3.2 Conditions of Application

3.2.1 Linearity and Symmetry

We have seen the importance of the correlation coefficient (or covariance) in PCA. We can actually present PCA as a visualization technique of a correlation matrix (or covariance matrix). The technique will excel when the correlation coefficient is a good measure of the association between variables. The ideal conditions to apply PCA are when the association among variables are linear and their distributions are symmetric (i.e. closer to the normal distribution).

Consequently, we need to be cautious when the distributions are extremely asymmetric or when the associations among variables are not linear.

A common case that can limit the applicability of PCA is when analyzing variables that are seemingly continuous, but that in reality are a hybrid of continuous and nominal scale. For example, this is the case of variables like payed work time of women: this is null for a woman that is a housewife, while the distribution is continuous for women that have a payed job.

Nonlinearity associations can also limit the applicability of PCA. This is illustrated with the relation betwen age and income: overall, income tends to increase with age during active working years, but when a person retires the income tend to decrease.

Phenomena of lack of symmetry and lack of linearity will affect the results of a PCA. If these issues are not identified, they can lead to wrong interpretations and conclusions. However, the presence of these phenomena will become apparent for the well trained eyes of an experienced analyst.

We should say that techniques such as Multiple Correspondence Analysis (MCA) can always be used after having encoded (categorized) the continuous variables. Compared to PCA, MCA has the advantage of being inherently non-linear, and thus can be used in situations when PCA is limited.

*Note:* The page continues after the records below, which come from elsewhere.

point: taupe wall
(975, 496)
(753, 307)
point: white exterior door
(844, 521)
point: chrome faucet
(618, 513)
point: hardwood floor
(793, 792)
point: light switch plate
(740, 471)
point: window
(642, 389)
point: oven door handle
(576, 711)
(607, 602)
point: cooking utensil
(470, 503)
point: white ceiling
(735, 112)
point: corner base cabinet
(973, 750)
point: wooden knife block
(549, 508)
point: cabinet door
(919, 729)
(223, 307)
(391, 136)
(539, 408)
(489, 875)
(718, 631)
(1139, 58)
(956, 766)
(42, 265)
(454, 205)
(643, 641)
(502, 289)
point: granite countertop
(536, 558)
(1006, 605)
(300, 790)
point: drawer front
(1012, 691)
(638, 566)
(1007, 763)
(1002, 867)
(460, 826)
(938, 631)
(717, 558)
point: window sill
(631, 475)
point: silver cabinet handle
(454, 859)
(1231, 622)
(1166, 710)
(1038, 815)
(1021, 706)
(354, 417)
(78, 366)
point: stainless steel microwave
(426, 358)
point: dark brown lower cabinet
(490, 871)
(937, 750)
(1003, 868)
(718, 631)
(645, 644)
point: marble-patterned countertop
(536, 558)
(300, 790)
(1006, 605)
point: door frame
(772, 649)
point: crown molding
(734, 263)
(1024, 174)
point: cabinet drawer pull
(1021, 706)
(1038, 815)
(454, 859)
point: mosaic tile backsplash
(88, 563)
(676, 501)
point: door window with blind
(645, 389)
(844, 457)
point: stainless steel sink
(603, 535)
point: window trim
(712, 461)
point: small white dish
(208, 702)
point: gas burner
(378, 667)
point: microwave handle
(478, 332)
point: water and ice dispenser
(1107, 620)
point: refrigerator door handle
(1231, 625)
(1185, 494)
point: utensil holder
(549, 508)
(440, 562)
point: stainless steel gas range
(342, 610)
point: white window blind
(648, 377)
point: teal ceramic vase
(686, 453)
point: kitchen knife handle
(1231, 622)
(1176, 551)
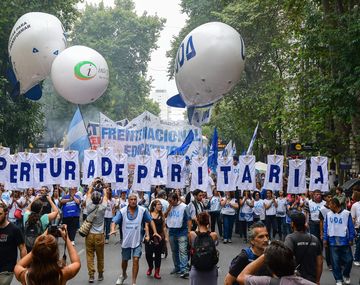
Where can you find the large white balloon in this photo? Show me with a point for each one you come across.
(80, 74)
(35, 41)
(209, 63)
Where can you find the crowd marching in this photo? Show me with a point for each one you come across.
(287, 233)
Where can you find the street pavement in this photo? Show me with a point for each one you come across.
(113, 259)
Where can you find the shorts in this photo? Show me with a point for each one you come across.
(134, 252)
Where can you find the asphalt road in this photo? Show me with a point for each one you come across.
(113, 259)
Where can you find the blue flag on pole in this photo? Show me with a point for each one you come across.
(213, 152)
(77, 137)
(181, 150)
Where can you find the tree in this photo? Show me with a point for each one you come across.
(21, 120)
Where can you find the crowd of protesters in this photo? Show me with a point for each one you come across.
(301, 228)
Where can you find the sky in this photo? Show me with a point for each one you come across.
(157, 69)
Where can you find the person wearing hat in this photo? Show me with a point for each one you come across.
(306, 248)
(94, 242)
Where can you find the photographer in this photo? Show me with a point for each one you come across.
(43, 266)
(71, 212)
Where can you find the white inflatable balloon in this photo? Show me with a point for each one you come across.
(80, 74)
(209, 63)
(35, 41)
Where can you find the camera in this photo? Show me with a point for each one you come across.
(54, 230)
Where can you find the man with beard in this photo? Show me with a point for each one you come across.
(259, 240)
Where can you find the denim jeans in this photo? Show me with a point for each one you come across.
(341, 256)
(228, 221)
(107, 227)
(179, 252)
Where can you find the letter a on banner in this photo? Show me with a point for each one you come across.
(158, 166)
(319, 176)
(4, 153)
(297, 176)
(142, 173)
(199, 174)
(225, 174)
(175, 177)
(274, 173)
(90, 166)
(106, 164)
(246, 179)
(71, 169)
(25, 172)
(121, 171)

3.2.2 Balancing the content of active variables

More often than not, Principal Component Analysis is performed on variables having different units of measurement. In this case, the variances tend to be vary considerable in magnitude, and are not directly comparable. The typical solution to overcome this issue is to rescale the variables in standard units (i.e. mean of zero, unit variance). In this way, all variables wil be given the same importance, and we don’t have to worry about units of measurement anymore. In fact, this type of transformation has become the default solution in most PCA computer programs: to carry out a normalized PCA and work on the matrix of correlations. Keep in mind that this transformation modifies the shape of the cloud of points by providing the same spread among all directions in the space of origin.

Despite the usefulness of transforming variables into standardized scale, this transformation is not always the ideal solution to balance the variables. For example, if there is a subset of variables that are highly correlated among each other, this subset will dominate the first principal component, and therefore, will have a higher importance in the analysis.

Suppose that you have 5 variables that are measuring the same aspect of a certain phenomenon, and that the other aspects are covered each one by just one variable. You can think of the group of 5 variables as being just one variable but with a variance 5 times larger than the rest of the variables. Consequently, the first axis will be determined by the cumulative effect of the 5 highly correlated variables. In summary, we should pay attention to the effect produced by groups of variables that are highly correlated, and have a mechanism to balance the importance of each aspect in the studied phenomenon.